This time I’m talking vocab to get you ready for big trends to hit the industry come 2023. Let’s jump in…
- Agile Marketing: An approach inspired by the Agile methodology. It’s a way of working that involves rapid iterations rather than one big project. Agile marketing emphasizes real-time collaboration (over silos and hierarchy) and is designed so that marketers can respond more easily to change.
- “Blanding”: The cross-market phenomenon of brands adopting similar minimalist aesthetic cues. Ruled by the dictum “less is more,” blanding is embodied by sans serif fonts, clean lines, limited color palette and overall simplification. Blanding is a visual style
that’s controlled, ahistorical and flat. Blands by definition look the same. The style can be seen across all sectors, and major companies are rebranding to fit the trend. Blanding removes associations, attempting neutrality. As simple and streamlined as possible, there’s nothing that could alienate consumers now or in the future. This will specifically apply to UX design working to make websites free of intrusive advertising and popups.
- Conversational Marketing: Instead of directing people to lead capture forms and waiting for a response, conversational marketing uses targeted messaging and AI automation to engage with people when they’re on your website. This digital marketing trend employs intelligent chatbots with machine learning and natural language processing (NLP), allowing customers to have a two-way conversation with a brand. Shifting from an asynchronous way of marketing to real-time conversations presents a major learning curve as conversational marketing grows in 2023.
- Internet of Things (IoT): This term describes a network of “things” that are connected through sensors and software for the purpose of connecting and sharing data with each other over the internet. According to Cisco, 500 billion devices are expected to be connected to the internet by 2030. This means marketers should start thinking about how to incorporate IoT and artificial intelligence into their programs to maintain omnichannel marketing across channels their potential buyers will be using.
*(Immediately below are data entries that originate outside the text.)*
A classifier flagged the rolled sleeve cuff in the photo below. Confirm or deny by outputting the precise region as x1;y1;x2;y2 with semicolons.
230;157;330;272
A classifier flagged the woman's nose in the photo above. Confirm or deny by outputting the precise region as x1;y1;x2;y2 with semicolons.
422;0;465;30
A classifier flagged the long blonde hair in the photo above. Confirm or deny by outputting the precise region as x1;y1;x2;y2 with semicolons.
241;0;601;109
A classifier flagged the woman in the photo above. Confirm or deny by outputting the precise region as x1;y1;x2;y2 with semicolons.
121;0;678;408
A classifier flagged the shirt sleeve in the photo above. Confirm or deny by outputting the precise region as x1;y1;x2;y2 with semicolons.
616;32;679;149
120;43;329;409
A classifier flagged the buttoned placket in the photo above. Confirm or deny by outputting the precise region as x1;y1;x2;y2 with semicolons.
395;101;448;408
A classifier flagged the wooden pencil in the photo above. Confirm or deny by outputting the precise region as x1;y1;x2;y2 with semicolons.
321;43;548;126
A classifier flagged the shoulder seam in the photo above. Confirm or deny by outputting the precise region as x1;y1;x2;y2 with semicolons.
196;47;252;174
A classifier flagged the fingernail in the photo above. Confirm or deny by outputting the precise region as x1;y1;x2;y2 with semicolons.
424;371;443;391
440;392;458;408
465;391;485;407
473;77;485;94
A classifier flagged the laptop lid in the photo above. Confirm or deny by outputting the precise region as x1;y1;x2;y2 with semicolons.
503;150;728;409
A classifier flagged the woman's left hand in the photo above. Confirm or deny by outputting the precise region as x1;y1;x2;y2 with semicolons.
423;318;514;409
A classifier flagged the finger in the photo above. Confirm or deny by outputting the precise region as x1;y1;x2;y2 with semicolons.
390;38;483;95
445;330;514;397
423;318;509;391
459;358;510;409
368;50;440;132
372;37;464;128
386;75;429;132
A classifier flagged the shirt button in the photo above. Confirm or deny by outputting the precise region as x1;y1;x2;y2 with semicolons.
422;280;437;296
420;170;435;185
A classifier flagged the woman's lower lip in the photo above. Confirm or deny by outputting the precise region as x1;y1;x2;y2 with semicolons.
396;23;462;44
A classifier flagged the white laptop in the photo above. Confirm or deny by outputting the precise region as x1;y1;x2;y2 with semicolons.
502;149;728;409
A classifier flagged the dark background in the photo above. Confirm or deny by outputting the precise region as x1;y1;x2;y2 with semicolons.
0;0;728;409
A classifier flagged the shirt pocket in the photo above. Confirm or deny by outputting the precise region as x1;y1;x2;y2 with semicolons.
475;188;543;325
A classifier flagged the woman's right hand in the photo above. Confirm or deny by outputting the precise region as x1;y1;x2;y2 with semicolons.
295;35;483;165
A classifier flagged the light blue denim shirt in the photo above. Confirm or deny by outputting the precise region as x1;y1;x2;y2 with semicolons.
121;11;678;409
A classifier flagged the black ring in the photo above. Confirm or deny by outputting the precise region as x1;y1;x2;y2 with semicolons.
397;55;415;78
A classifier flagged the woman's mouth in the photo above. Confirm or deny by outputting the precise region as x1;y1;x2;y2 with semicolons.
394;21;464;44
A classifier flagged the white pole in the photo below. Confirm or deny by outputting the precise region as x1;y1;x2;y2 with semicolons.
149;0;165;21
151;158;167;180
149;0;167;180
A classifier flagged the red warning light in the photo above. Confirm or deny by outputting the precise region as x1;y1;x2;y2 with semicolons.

- “Scrollytelling”: A term first coined to describe online long-form stories characterized by audio, video and animation effects triggered by simply scrolling the page. The scrollytelling format represented a departure from basic stories containing little or no multimedia, and also from interactive stories that were complex to navigate. One of the first examples of the style to gain widespread attention was Snow Fall: The Avalanche at Tunnel Creek, published by The New York Times. The simplicity of the scroll-based interaction meant that readers didn’t have to second-guess what to press, click, or swipe in order to see the full story. The scrollytelling format also provided novel opportunities for position-triggered multimedia events, such as video playing, animation, and image transitions. This enabled a dynamic interplay of text, imagery, and sound that gave the story an engaging rhythm and provided elements of unexpected surprise as components came to life.
And there you have it! I hope you’re feeling more ITK and a bit more prepared for the marketing realm in 2023!